Please repeat your tests while running this dtrace command: sudo dtrace -i 'fbt:fusefs:fuse_vnop_advlock:entry {printf("dataflags=%#x, flags=%#x", ((struct fuse_data*)(args[0]->a_vp->v_mount->mnt_data))->dataflags, args[0]->a_flags);}' In the output, look for bit 0x2000 (FSESS_POSIX_LOCKS) in the dataflags field. If it's not set, then the locks are being handled locally rather than in the FUSE server. Also, look for bit 0x20 (F_FLOCK) in the flags field. If it _is_ set, then the locks are also being handled locally rather than in the FUSE server. When I run your test script with sshfs, I see that FSESS_POSIX_LOCKS is unset and F_FLOCK is set, on both 13.0-RELEASE and 14.0-CURRENT.

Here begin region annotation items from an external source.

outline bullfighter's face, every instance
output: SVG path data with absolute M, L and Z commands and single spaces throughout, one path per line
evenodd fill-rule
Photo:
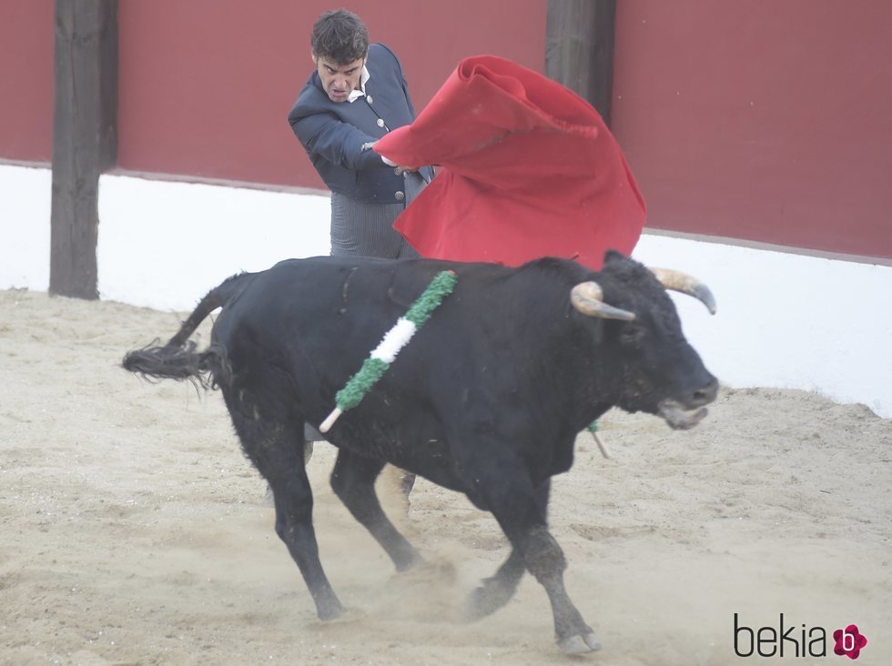
M 316 71 L 322 81 L 322 88 L 332 102 L 346 102 L 350 92 L 359 89 L 366 58 L 339 64 L 324 56 L 314 55 L 313 62 L 316 63 Z

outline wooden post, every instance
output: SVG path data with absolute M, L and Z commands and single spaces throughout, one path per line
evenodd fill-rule
M 548 0 L 545 76 L 592 103 L 610 126 L 616 0 Z
M 49 290 L 97 298 L 99 174 L 117 159 L 117 0 L 56 0 Z

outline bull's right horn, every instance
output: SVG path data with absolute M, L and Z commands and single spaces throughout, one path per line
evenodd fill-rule
M 713 297 L 713 292 L 696 278 L 693 278 L 686 273 L 682 273 L 680 270 L 672 270 L 670 268 L 650 268 L 650 271 L 660 280 L 660 284 L 667 289 L 680 291 L 683 294 L 693 296 L 706 306 L 709 314 L 715 314 L 715 298 Z
M 604 293 L 597 282 L 581 282 L 576 285 L 570 291 L 570 302 L 573 308 L 588 317 L 623 321 L 635 318 L 634 312 L 621 310 L 604 303 Z

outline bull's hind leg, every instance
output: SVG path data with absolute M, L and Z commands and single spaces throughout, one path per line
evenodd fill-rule
M 224 390 L 236 432 L 246 454 L 269 483 L 276 508 L 276 533 L 300 570 L 320 620 L 343 612 L 322 570 L 313 530 L 313 493 L 304 468 L 303 422 L 271 414 L 275 401 L 257 399 L 247 391 L 238 401 Z M 247 412 L 247 413 L 246 413 Z
M 384 462 L 341 449 L 331 472 L 331 489 L 360 523 L 390 556 L 398 571 L 419 561 L 418 551 L 393 526 L 375 494 L 375 479 Z
M 573 605 L 563 585 L 567 560 L 563 551 L 548 531 L 546 509 L 548 488 L 534 489 L 523 466 L 511 459 L 476 460 L 475 477 L 485 506 L 492 512 L 523 565 L 545 588 L 558 645 L 567 654 L 600 650 L 601 644 L 579 610 Z M 514 554 L 509 557 L 496 574 L 498 584 L 511 584 L 519 578 Z M 516 585 L 516 582 L 513 583 Z M 498 588 L 496 588 L 498 590 Z M 475 594 L 479 590 L 475 591 Z M 487 593 L 491 602 L 500 600 L 496 591 Z
M 536 489 L 536 505 L 543 517 L 548 511 L 551 488 L 551 479 L 546 479 Z M 495 575 L 485 579 L 483 584 L 471 593 L 465 611 L 468 620 L 484 618 L 508 603 L 517 591 L 517 585 L 525 570 L 523 554 L 516 548 L 512 548 L 511 554 Z

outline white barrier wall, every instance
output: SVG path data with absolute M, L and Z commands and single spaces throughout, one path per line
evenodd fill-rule
M 327 196 L 103 176 L 99 197 L 106 300 L 189 310 L 234 273 L 329 252 Z M 49 205 L 48 170 L 0 165 L 0 288 L 46 290 Z M 715 317 L 674 298 L 723 383 L 815 390 L 892 418 L 892 267 L 653 234 L 634 257 L 710 286 Z

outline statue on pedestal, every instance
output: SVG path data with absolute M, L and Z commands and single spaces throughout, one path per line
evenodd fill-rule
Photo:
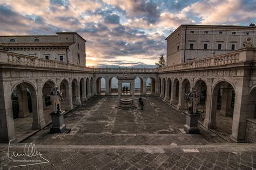
M 190 114 L 198 113 L 197 105 L 199 103 L 199 96 L 194 87 L 192 88 L 188 94 L 185 94 L 187 101 L 187 112 Z
M 53 113 L 59 114 L 60 113 L 60 101 L 64 100 L 62 97 L 62 93 L 59 90 L 57 86 L 55 86 L 50 96 L 51 102 L 53 107 Z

(In reply to Alan Somers from comment #13) It looks like FuseFS locks are not being used on FreeBSD 12.2, 13.0 or 13.0 with the patch from https://bugs.freebsd.org/bugzilla/show_bug.cgi?id=253500. That begs the question as to why FLOCK works on 12.2, but not on 13 without the patch? FreeBSD 13 using MooseFS and flock-test.sh with the patch from https://bz-attachments.freebsd.org/attachment.cgi?id=222867. Test ran twice. dtrace: description 'fbt:fusefs:fuse_vnop_advlock:entry ' matched 1 probe CPU ID FUNCTION:NAME 8 74373 fuse_vnop_advlock:entry dataflags=0x13014,flags=0x20 22 74373 fuse_vnop_advlock:entry dataflags=0x13014,flags=0x20 3 74373 fuse_vnop_advlock:entry dataflags=0x13014,flags=0x20 8 74373 fuse_vnop_advlock:entry dataflags=0x13014,flags=0x20 FreeBSD 13 using MooseFS and flock-test.sh. No patch. Test ran twice. dtrace: description 'fbt:fusefs:fuse_vnop_advlock:entry ' matched 1 probe CPU ID FUNCTION:NAME 3 74415 fuse_vnop_advlock:entry dataflags=0x13014,flags=0x20 6 74415 fuse_vnop_advlock:entry dataflags=0x13014,flags=0x20 10 74415 fuse_vnop_advlock:entry dataflags=0x13014,flags=0x20 9 74415 fuse_vnop_advlock:entry dataflags=0x13014,flags=0x20 FreeBSD 12.2 using MooseFS and flock-test.sh. Test ran twice. dtrace: description 'fbt:fuse:fuse_vnop_advlock:entry ' matched 1 probe CPU ID FUNCTION:NAME 2 69829 fuse_vnop_advlock:entry dataflags=0x13014,flags=0x20 14 69829 fuse_vnop_advlock:entry dataflags=0x13014,flags=0x20 17 69829 fuse_vnop_advlock:entry dataflags=0x13014,flags=0x20 10 69829 fuse_vnop_advlock:entry dataflags=0x13014,flags=0x20 Note: I had to alter the dtrace command to reflect fuse instead of fusefs for FreeBSD 12. I hope this is correct: dtrace -i 'fbt:fuse:fuse_vnop_advlock:entry {printf("dataflags=%#x,flags=%#x", ((struct fuse_data*)(args[0]->a_vp->v_mount->mnt_data))->dataflags,args[0]->a_flags);}' Just for fun, here's the test run using SSHFS instead of MooseFS. This corresponds to your test. Freebsd 13 using sshfs and flock-test.sh. No patch. Test ran twice. dtrace: description 'fbt:fusefs:fuse_vnop_advlock:entry ' matched 1 probe CPU ID FUNCTION:NAME 0 82246 fuse_vnop_advlock:entry dataflags=0x11004,flags=0x20 4 82246 fuse_vnop_advlock:entry dataflags=0x11004,flags=0x20 0 82246 fuse_vnop_advlock:entry dataflags=0x11004,flags=0x20 7 82246 fuse_vnop_advlock:entry dataflags=0x11004,flags=0x20
Adding to it, here's testing SSHFS on FreeBSD 12.2. Using the flock-test.sh script and running it twice. dtrace: description 'fbt:fuse:fuse_vnop_advlock:entry ' matched 1 probe CPU ID FUNCTION:NAME 14 69790 fuse_vnop_advlock:entry dataflags=0x11004,flags=0x20 15 69790 fuse_vnop_advlock:entry dataflags=0x11004,flags=0x20 21 69790 fuse_vnop_advlock:entry dataflags=0x11004,flags=0x20 23 69790 fuse_vnop_advlock:entry dataflags=0x11004,flags=0x20
So bug 253500 seems like red herring. We need to find the real cause of the error. Are you proficient with dtrace?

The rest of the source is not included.